Before function calling, using an LLM to trigger an action required brittle prompt engineering — 'output your answer as JSON in this exact format' — and frequent regex parsing of free text. Function calling formalized the pattern by making structured output a first-class capability of the model.
The mechanics are simple. You pass the LLM a list of functions with JSON Schema describing each parameter. The model, after reading the user's message, either replies with normal text or returns a 'function_call' (OpenAI terminology) / 'tool_use' (Anthropic terminology) block containing the function name and a JSON object of arguments conforming to the schema.
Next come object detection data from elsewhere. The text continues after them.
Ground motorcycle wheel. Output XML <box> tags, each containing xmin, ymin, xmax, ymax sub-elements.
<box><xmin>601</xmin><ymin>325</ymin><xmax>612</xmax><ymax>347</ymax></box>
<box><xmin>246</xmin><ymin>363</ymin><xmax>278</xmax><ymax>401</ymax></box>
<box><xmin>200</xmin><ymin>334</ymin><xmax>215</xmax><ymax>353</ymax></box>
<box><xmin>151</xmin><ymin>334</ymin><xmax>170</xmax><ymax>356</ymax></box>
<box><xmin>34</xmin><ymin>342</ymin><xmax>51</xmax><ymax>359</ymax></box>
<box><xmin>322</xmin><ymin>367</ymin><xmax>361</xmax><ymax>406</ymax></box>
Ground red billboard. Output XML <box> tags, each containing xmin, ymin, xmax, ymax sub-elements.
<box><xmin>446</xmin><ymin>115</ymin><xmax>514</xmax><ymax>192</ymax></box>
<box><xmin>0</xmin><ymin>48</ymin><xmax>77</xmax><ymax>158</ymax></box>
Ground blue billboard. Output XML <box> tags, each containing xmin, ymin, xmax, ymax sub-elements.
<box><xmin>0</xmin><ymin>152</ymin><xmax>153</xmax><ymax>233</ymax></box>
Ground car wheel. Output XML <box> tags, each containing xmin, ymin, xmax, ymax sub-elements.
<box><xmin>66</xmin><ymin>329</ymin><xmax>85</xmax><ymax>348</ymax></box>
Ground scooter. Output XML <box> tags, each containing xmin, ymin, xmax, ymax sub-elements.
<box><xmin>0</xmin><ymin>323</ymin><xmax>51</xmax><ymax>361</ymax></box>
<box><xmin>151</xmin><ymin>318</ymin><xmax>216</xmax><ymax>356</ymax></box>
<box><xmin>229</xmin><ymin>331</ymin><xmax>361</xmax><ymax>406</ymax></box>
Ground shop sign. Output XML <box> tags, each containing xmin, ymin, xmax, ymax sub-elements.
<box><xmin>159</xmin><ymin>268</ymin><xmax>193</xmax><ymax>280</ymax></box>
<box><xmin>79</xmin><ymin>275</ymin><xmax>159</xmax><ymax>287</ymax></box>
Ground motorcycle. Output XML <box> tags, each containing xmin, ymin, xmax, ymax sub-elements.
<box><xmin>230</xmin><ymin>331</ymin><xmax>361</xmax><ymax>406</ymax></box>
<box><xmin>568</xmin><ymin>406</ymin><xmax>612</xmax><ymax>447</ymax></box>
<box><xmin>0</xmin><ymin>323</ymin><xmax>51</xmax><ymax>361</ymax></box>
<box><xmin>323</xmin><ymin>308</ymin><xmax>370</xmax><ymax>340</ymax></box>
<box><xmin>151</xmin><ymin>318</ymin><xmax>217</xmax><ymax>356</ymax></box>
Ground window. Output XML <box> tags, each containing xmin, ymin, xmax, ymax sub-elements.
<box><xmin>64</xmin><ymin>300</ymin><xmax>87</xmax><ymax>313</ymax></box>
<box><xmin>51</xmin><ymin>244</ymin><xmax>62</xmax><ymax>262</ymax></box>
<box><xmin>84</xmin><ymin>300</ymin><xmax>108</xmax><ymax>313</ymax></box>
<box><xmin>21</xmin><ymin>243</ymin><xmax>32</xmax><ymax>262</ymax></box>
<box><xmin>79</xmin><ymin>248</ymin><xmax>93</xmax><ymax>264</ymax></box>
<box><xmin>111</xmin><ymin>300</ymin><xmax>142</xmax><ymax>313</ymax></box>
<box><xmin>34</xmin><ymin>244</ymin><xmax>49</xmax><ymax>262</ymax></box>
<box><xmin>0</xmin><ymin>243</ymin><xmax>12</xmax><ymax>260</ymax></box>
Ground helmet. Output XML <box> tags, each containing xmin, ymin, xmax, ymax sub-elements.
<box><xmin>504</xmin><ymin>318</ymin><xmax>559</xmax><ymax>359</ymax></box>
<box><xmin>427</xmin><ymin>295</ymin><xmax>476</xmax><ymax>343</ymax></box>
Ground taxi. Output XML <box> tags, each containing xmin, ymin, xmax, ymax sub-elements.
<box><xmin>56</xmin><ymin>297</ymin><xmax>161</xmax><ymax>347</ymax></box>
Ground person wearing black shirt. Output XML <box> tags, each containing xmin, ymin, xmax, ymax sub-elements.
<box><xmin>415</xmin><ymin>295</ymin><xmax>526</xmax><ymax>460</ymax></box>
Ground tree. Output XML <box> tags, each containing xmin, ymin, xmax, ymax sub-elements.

Your application then executes that function, captures the result, passes it back to the model as a function result message, and the model continues the conversation using the returned data.
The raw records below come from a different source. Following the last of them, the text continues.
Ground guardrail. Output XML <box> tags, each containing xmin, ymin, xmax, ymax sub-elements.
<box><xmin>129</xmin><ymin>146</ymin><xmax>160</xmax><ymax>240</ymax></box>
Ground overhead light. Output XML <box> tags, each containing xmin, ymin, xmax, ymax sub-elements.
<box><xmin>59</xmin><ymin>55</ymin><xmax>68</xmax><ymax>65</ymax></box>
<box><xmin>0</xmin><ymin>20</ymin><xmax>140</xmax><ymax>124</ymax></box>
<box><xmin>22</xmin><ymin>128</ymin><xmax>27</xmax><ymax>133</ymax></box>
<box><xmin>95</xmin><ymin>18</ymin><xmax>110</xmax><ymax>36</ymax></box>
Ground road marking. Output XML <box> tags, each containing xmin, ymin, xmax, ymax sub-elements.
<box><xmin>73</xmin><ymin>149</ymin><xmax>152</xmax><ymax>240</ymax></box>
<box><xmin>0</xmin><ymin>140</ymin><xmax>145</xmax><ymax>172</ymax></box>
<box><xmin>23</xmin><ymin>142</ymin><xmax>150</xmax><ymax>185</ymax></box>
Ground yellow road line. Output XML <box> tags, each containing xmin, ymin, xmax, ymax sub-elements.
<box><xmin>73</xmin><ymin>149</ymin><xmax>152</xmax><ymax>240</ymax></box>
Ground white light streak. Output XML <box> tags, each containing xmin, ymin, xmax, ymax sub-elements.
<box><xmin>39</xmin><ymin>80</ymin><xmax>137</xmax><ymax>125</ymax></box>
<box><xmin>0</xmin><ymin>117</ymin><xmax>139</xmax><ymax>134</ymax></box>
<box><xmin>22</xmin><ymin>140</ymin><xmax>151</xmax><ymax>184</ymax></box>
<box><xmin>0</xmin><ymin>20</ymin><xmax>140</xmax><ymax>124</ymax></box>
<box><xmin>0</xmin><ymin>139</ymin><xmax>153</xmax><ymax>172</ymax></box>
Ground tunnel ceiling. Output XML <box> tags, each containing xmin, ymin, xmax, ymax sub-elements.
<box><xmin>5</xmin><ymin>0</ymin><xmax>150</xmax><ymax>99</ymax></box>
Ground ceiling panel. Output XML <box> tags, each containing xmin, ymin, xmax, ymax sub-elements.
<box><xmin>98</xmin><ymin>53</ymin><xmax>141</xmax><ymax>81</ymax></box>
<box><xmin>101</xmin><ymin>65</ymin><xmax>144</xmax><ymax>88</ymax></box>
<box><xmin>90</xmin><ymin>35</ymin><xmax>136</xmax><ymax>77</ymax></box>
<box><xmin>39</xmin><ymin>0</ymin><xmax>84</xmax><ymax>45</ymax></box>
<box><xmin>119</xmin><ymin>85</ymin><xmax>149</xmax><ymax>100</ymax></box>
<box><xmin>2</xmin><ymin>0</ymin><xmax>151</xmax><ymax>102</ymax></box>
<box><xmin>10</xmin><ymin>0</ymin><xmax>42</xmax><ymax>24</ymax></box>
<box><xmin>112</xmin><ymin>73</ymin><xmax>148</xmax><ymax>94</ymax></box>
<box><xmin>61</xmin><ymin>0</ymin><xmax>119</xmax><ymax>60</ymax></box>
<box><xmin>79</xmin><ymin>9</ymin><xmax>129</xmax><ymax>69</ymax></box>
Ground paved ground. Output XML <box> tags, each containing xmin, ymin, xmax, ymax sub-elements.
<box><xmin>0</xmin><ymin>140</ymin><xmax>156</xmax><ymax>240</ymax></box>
A concrete example: you define a function get_weather(city: string, unit: 'celsius' | 'fahrenheit'). The user asks 'What's the weather in Tokyo?'. Instead of hallucinating, the model returns { name: 'get_weather', arguments: { city: 'Tokyo', unit: 'celsius' } }. You call your real weather API, pass { temp: 18, condition: 'rain' } back to the model, and the model writes the natural-language reply 'It's 18°C and raining in Tokyo right now.'
This single primitive unlocks almost everything people call 'AI agents' in 2026. Web browsing is a function. Database queries are functions. Sending emails, booking meetings, running code, reading files, controlling other agents — all function calls. The Model Context Protocol (MCP) is a standardized way to expose functions to LLMs; frameworks like LangChain,
CrewAI, and AutoGen are orchestrators that manage the function-calling loop.
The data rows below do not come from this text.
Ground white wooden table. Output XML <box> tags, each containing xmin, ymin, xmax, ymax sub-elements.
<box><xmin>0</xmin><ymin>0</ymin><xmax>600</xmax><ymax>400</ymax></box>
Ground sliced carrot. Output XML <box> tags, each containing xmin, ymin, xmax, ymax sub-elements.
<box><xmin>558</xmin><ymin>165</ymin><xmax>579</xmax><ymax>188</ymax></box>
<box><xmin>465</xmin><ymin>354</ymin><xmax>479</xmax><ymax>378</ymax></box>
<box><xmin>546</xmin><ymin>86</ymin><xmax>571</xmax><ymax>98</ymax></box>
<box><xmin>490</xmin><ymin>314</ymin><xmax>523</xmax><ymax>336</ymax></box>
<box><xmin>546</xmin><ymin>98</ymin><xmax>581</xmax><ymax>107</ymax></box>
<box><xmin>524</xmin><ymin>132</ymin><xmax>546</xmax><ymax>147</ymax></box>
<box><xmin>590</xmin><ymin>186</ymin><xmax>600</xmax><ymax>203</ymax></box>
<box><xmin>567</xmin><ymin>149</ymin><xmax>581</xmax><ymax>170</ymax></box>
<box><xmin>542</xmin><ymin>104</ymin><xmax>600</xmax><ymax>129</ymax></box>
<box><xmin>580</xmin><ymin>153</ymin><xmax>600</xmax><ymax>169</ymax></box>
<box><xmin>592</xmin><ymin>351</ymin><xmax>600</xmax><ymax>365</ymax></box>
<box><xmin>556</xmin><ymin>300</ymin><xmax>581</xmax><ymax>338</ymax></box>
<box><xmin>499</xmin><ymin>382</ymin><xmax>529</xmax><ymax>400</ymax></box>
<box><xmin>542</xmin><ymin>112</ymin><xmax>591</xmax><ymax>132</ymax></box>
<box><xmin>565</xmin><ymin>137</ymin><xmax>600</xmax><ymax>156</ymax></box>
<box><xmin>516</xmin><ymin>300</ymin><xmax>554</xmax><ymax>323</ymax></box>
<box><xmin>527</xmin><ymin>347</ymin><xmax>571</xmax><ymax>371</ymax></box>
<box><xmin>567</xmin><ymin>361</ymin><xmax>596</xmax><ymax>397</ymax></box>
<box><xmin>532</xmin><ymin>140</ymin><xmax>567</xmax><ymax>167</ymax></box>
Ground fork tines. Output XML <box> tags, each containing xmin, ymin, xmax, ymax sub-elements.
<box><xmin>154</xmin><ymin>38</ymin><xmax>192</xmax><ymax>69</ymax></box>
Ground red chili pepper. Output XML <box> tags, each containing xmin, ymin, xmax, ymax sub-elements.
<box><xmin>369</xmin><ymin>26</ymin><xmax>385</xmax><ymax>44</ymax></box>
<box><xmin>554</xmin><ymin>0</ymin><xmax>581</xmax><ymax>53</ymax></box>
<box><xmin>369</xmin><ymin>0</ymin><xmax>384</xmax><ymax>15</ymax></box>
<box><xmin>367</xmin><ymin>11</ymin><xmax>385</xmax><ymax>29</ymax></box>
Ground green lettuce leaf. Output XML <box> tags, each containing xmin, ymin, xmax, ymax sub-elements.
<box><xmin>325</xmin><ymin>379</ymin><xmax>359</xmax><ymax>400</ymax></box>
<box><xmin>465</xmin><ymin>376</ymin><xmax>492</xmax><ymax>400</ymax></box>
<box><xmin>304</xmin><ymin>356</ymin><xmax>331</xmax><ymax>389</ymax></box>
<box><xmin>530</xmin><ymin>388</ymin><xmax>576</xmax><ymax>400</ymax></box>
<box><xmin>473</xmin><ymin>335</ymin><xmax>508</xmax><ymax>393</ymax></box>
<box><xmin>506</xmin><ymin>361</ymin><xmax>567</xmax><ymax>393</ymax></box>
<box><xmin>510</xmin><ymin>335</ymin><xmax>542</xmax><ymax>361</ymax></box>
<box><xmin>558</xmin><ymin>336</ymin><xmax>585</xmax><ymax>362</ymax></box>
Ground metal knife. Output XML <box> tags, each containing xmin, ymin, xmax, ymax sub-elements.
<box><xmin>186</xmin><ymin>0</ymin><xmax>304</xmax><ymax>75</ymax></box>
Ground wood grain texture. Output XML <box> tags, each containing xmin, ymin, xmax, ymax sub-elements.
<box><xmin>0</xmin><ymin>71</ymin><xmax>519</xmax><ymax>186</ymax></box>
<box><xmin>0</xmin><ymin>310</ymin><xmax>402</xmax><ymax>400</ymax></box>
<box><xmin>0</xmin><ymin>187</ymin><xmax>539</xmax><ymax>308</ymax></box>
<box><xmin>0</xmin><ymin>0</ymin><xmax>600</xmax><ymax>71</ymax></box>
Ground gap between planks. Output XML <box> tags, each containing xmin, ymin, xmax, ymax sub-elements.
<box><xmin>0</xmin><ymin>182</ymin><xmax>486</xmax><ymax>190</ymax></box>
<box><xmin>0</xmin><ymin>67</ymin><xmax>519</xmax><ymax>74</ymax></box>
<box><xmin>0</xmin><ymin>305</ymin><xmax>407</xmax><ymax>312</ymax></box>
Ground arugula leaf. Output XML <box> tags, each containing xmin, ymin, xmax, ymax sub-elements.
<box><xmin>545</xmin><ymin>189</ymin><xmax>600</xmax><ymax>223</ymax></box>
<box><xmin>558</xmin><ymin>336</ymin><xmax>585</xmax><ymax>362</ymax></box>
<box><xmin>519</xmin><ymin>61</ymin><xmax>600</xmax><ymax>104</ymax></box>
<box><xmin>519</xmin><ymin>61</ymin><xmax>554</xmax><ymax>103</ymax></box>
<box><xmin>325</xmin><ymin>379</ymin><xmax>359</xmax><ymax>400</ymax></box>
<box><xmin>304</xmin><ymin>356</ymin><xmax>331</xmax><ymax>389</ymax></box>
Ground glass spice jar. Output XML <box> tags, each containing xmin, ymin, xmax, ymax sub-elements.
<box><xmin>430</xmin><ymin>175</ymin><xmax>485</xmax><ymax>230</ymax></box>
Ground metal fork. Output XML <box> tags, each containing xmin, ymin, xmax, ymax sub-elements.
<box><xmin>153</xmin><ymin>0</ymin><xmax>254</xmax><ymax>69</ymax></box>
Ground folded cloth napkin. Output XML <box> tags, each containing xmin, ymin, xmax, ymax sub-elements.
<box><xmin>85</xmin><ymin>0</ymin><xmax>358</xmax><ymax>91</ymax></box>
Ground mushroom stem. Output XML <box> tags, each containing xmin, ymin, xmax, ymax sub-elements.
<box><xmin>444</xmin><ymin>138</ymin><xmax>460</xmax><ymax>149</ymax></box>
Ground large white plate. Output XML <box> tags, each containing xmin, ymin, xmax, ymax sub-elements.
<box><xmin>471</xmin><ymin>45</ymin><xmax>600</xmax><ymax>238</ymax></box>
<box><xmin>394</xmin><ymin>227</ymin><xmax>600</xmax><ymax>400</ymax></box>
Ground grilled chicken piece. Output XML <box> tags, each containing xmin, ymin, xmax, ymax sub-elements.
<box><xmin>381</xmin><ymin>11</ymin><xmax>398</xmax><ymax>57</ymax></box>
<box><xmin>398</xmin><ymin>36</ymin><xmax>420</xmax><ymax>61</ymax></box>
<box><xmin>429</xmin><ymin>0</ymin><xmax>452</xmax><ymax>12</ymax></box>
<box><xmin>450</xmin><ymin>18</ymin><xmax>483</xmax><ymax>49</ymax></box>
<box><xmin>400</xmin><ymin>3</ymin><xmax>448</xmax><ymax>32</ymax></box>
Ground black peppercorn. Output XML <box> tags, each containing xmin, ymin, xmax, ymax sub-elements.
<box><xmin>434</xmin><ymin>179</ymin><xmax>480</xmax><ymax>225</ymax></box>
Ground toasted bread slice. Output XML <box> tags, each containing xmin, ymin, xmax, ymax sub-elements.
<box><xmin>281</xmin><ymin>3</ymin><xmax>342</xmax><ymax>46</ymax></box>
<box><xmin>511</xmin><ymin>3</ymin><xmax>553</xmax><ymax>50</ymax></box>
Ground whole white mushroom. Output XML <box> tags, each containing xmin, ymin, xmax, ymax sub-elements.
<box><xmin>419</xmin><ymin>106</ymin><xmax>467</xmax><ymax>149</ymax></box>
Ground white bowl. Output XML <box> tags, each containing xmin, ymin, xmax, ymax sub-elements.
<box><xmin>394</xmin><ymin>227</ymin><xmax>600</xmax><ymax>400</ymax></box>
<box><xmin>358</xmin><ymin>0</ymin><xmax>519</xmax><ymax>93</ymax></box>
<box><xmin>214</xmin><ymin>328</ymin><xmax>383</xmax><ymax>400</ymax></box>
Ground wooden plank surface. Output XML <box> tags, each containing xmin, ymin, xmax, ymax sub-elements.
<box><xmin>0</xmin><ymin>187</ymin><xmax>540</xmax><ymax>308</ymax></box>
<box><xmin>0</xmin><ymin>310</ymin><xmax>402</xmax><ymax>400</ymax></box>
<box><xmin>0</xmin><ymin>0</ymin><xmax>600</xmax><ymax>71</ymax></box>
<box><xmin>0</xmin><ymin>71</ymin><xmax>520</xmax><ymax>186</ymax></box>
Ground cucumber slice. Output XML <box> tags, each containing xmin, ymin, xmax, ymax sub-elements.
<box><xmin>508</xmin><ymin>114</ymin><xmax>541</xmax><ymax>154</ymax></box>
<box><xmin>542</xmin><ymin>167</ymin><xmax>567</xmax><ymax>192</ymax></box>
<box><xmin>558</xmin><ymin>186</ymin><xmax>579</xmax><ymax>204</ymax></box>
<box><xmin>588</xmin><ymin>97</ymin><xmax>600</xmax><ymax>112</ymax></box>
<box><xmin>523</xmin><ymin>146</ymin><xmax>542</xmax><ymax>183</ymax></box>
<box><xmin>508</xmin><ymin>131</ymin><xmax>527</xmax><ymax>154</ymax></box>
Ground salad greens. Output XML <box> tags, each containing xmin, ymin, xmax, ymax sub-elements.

Important details most tutorials skip. Parallel function calls: modern models can return multiple function calls in one turn, letting you parallelize API calls and cut latency. Forced function calling: you can force the model to always call a specific function (useful for structured extraction). Function call history: keeping prior function results in the context is what makes agents remember what they already did. Schema quality: the clearer your parameter descriptions, the better the model's arg selection — treat function schemas like prompts, not just types.
Function calling reliability varies by model. Claude 4.5 and GPT-5 call functions correctly ~98% of the time with well-designed schemas. Smaller models (Llama 3.1 8B, Mistral Small) can drop to 80-90% and may return malformed JSON. For production systems, you almost always want JSON-mode or constrained decoding on top of function calling to guarantee parseability. Tycoon uses function calling extensively — every time Astra (the
AI CEO) takes an action (assign a task, query a metric, send a message to a teammate), that's a function call under the hood.